[HN Gopher] The Multi-Generational LRU
       ___________________________________________________________________
        
       The Multi-Generational LRU
        
       Author : chmaynard
       Score  : 66 points
       Date   : 2021-04-02 14:48 UTC (8 hours ago)
        
 (HTM) web link (lwn.net)
 (TXT) w3m dump (lwn.net)
        
       | curt15 wrote:
       | Would ZFS's Adaptive Replacement Cache be considered for
       | inclusion after IBM's patent expires?
        
       | pengaru wrote:
       | It always seemed odd to me that page reclaim was completely
       | ignorant of CPU/IO priority of the accessing processes.
       | 
       | If I run a backup job with a low priority, especially before
       | cgroups existed where I could scope the task's memory use,
       | there's nothing preventing it from displacing everything else
       | from the page cache as it churns through an entire filesystem.
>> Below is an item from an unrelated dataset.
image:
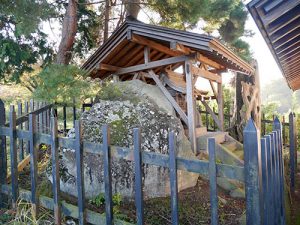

       | Even if everything else in the page cache was put there by equal
       | or higher priority processes.
       | 
       | It seems like the priority should at least hint reclaim _some_
       | amount rather than just age and activity levels... like the page
       | struct should record the highest priority process accessing its
       | contents, and not let lower priority processes evict that page
       | for reclaim unless pressure is high enough.
        
         | corbet wrote:
         | Tracking priority in that way would almost certainly be an
         | expensive thing to do. Nowadays, control groups can contain
         | that backup job pretty nicely.
        
           | skyde wrote:
           | Could you explain how CGroup would prevent page-fault causing
           | more disk IO than allocated to the Control group ?
           | 
           | On most LINUX distro I have seen, running a process that
           | allocate too much memory just freeze the whole use interface.
           | 
           | 1- mouse cursor move super slowly 2- it become almost
           | impossible to drag window and close windows ...
           | 
           | If what you are saying it true, simply running critical
           | process (mouse driver, X-Windows, Gnome) in a high priority
           | Cgroup would solve this problem.
        
             | corbet wrote:
             | The I/O bandwidth controller would appear to be the droid
             | you are looking for.
        
         | KMag wrote:
         | > like the page struct should record the highest priority
         | process accessing its contents
         | 
         | I'm not aware of any architecture where the MMU knows anything
         | about task scheduling priority when marking pages as dirty or
         | accessed, so there's a hardware limitation there. A close
         | approximation might be to look at the task's (at the kernel
         | level, threads and processes are tasks) scheduling priority
         | when page-faulting in a page, to set some score on the page,
         | and decrementing the score when the eviction algorithm finds
         | the page is untouched. I guess it would then evict the first
         | page found with a score of zero, or after examining N pages,
         | evicting the lowest scored page found. (One could also use
         | weighted reservoir sampling to achieve something closer to
         | fairness, so high priority tasks don't always starve low
         | priority tasks.)
         | 
         | In the case of multiple generations of LRUs, presumably one
         | could use the I/O priority of the faulting task to determine
         | the initial generation of a newly faulted-in page. This would
         | be a pretty minimal change (and might already be implemented
         | but that detail left out of the LWN article) and wouldn't
         | require any extra state in the page struct.
         | 
         | Though, maybe you get close enough to the same effect simply by
         | taking scheduling priority into effect when paging in pages.
         | 
         | Some university OS courses must have some rough kernel
         | simulators where these sorts of policy changes can be
         | simulated, right? Or is it easier to actually just modify a
         | Linux or *BSD kernel and run some benchmarks?
        
           | toast0 wrote:
           | I'm x86 centric, but the MMU doesn't make decisions about
           | which pages to evict; it just handles mapping virtual
           | addresses to physical addresses based on the page table, and
           | marking pages in the page table as dirty/accessed.
           | 
           | The OS would need to manage priority information to evict
           | lower priority pages. That may be part of what's done with
           | posix_fadvise information, but I haven't dug deeply into
           | that.
           | 
           | With this mutli-generational LRU, you could probably add a
           | memory priority to a process, and use that to decide which
           | generation to put pages in when a process needs them. If a
           | low (memory) priority process's pages always go in the oldest
           | generation, they would get considered for reclaim much more
           | often than a high priority process whose pages get put in the
           | youngest generation.
        
             | KMag wrote:
             | I know the MMU doesn't make eviction decisions, but it does
             | mark the "dirty" and "accessed" bits for pages.
             | 
             | The GP was suggesting keeping track of the scheduling
             | priorities of tasks that were "accessing its[the page's]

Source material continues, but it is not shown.